Using the $N - \varepsilon$ definition to find the limit of a sequence

Question

Yesterday I had a post about this, and it cleared a lot up; however, even though I feel like I understand how to go about solving problems like this, I don't seem to get the right answers. For example:

$u_n = \frac{2n+3}{2n+1}$. We know that this sequence converges to 1, but I want to prove it using the definition.

So I want to show that , $\forall \varepsilon > 0$, $\exists N$ where,$ n > N \implies u_n - 1 < \varepsilon$.

We can manipulate the expression such that $u_n = \frac{2n+3}{2n+1} =\frac{n}n \frac{2+\frac{3}n}{2+\frac{1}n} = \frac{2+\frac{3}n}{2+\frac{1}n}$

Thus, we can show that $\forall \varepsilon > 0$, $\exists N$ where,$ n > N \implies \frac{2+\frac{3}n}{2+\frac{1}n} - 1 < \varepsilon$

Now, we can say that 0 < $\frac{2+\frac{3}n}{2+\frac{1}n}$ < $\frac{2+\frac{3}n}{2} = 1 + \frac{3}{2n}$. We can use this logic to say that

$\frac{2+\frac{3}n}{2+\frac{1}n} - 1 < 1 + \frac{3}{2n} - 1 < \varepsilon$ (since $1 + \frac{3}{2n}$ converges to 1).

So, finding an $N$ for $\frac{3}{2n} - 1$ would be the same as finding an $N$ for $u_n$, so we do:

$1 + \frac{3}{2n} - 1 < \varepsilon$ is the same as $\frac{3}{2n} < \varepsilon$. Thus, if $ N > \frac{3}{2\varepsilon}$, then the initial implication follows. However, I'm not sure how to complete things from here; am I close, or did I fall off the rails at some point? Thanks.

Answer 1

You have already shown that your $N$ works, I think it's all the notation that is giving you a headache. I would write like this (these are your words, but rewritten):

Given $\varepsilon$, take any $N > \frac{3}{2\epsilon}$. Now, for any $n >N$, we have $$ \frac{3}{2n} < \varepsilon$$

and so,

$$\left|\frac{2+\frac{3}n}{2+\frac{1}n} - 1\right| < \left|1 + \frac{3}{2n} - 1\right| = \frac{3}{2n} < \varepsilon $$

Answer 2

It might be useful to rewrite the expression in question before doing "epsilontic":

$$u_n = \frac{2n+3}{2n+1} = \frac{2n+1+2}{2n+1}= 1+\frac{2}{2n+1}$$

Now, $$u_n - 1 = \frac{2}{2n+1} \lt \frac{2}{2n}= \frac{1}{n}$$ From here. you can surely find your $N_{\varepsilon}$ easily.

Answer 3

I think you are giving yourself too much work here.

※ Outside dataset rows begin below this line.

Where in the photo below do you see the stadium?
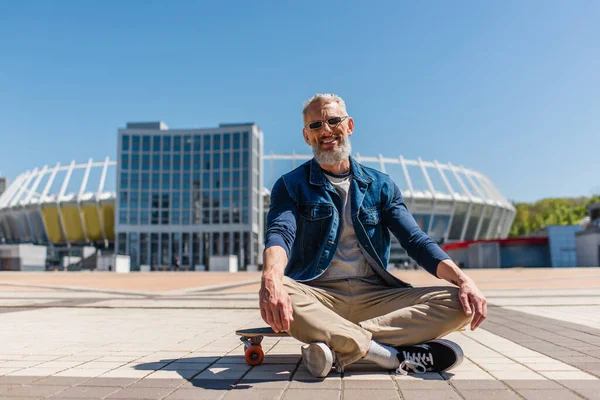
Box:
[0,148,515,269]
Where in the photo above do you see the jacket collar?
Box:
[309,156,373,185]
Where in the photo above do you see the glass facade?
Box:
[116,123,263,270]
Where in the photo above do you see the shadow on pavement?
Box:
[135,354,304,390]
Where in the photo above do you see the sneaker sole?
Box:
[301,343,333,378]
[430,339,465,372]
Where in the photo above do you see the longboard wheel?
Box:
[244,344,262,351]
[244,346,265,366]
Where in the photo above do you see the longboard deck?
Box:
[235,326,290,337]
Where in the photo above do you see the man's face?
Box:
[302,102,354,165]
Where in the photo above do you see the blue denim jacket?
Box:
[265,157,449,287]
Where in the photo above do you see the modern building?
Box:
[0,122,515,270]
[115,122,263,270]
[263,154,516,264]
[575,203,600,267]
[0,177,8,196]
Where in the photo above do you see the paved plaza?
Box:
[0,268,600,400]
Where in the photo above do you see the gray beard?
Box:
[312,136,352,165]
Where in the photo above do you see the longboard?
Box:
[235,326,290,366]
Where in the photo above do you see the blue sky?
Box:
[0,0,600,201]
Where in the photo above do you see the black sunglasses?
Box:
[304,115,349,131]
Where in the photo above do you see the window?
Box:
[121,135,129,151]
[118,233,127,255]
[121,173,129,189]
[142,136,150,151]
[223,172,230,189]
[223,153,231,169]
[131,135,140,151]
[131,154,140,171]
[121,154,129,169]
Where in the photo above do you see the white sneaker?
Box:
[302,342,335,378]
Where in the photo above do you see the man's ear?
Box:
[302,128,310,146]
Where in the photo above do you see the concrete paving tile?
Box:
[460,389,521,400]
[240,364,296,381]
[540,371,598,380]
[343,389,401,400]
[342,377,396,390]
[159,363,210,371]
[290,377,342,390]
[144,370,200,380]
[234,378,290,390]
[517,389,581,400]
[164,387,225,400]
[31,376,90,386]
[194,364,250,380]
[452,380,506,392]
[503,379,563,390]
[0,367,21,376]
[128,377,187,388]
[575,388,600,400]
[2,385,69,397]
[105,387,173,400]
[489,370,547,381]
[401,389,461,400]
[0,376,40,385]
[52,386,119,399]
[281,389,342,400]
[222,388,283,400]
[52,368,109,378]
[74,378,138,387]
[396,379,451,390]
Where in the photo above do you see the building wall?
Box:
[500,245,550,268]
[575,229,600,267]
[546,225,583,267]
[115,124,264,270]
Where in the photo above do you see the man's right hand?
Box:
[258,276,294,332]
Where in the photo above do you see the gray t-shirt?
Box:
[316,171,376,281]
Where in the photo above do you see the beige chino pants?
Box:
[283,277,471,367]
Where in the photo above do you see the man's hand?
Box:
[458,278,487,331]
[258,276,294,332]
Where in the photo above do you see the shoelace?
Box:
[396,351,433,375]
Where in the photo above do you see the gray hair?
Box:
[302,93,348,118]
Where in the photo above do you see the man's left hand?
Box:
[458,279,487,331]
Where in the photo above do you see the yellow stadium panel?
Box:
[42,206,65,243]
[81,203,104,242]
[100,203,115,240]
[61,204,85,242]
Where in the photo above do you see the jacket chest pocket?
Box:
[297,204,333,252]
[358,208,379,225]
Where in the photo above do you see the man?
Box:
[259,94,487,377]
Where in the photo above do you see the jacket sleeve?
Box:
[383,182,450,277]
[265,178,298,260]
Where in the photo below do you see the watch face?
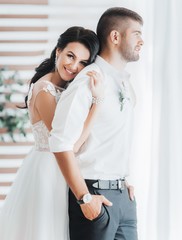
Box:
[83,193,92,203]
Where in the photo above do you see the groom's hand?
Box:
[80,195,112,220]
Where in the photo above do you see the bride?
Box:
[0,27,102,240]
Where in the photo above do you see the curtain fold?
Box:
[145,0,182,240]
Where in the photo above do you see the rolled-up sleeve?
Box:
[49,79,92,152]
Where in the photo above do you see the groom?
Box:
[50,7,143,240]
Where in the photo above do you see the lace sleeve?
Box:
[27,81,56,108]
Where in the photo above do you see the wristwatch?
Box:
[77,193,92,205]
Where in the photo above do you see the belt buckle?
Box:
[118,179,124,190]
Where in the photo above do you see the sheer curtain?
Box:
[146,0,182,240]
[124,0,182,240]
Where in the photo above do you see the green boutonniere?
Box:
[119,91,125,111]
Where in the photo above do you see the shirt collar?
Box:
[95,56,130,84]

Straightforwardly $u_n-1=\frac {2}{2n+1}$ and if $\frac 2{2n+1} \lt \epsilon$ we have $n\gt \frac 1{\epsilon}-\frac 12$

This is reversible, so this will find you a candidate for $N$

Answer 4

The answer of @JuliusL33t is right on the nose.

But I want to show how you could have arranged your work and derived a value for $N$ in a way that allows you to close off the proof more smoothly (this will be a different value of $N$).

The idea is to work backwards from the inequality $|u_n-1| < \epsilon$, rewriting it in equivalent form as you go along (if that is possible, which for this problem it is).

Start with the inequality $$(1) \qquad |u_n - 1| < \epsilon $$ By substitution, inequality (1) is logically equivalent to $$(2) \qquad \bigg| \frac{2n+3}{2n+1} - 1 \bigg| < \epsilon $$ By the laws of algebra, inequality (2) is logically equivalent to $$(3) \qquad \bigg| \frac{2}{2n+1} \biggr| < \epsilon $$ Since $n$ is a positive integer, the fraction inside the absolute value signs is positive, and so we may strip off the absolute value signs, to get a logically equivalent inequality $$(4) \qquad \frac{2}{2n+1} < \epsilon $$ By the laws of inequality, (4) is logically equivalent to $$(5) \qquad n > \frac{2-\epsilon}{2\epsilon} $$ Now take any $N > \frac{2-\epsilon}{2\epsilon}$. If $n > N$ then (5) is true, and so each of the logically equivalent inequalities (4), (3), (2), (1) is true, hence $|u_n-1|<\epsilon$ is true.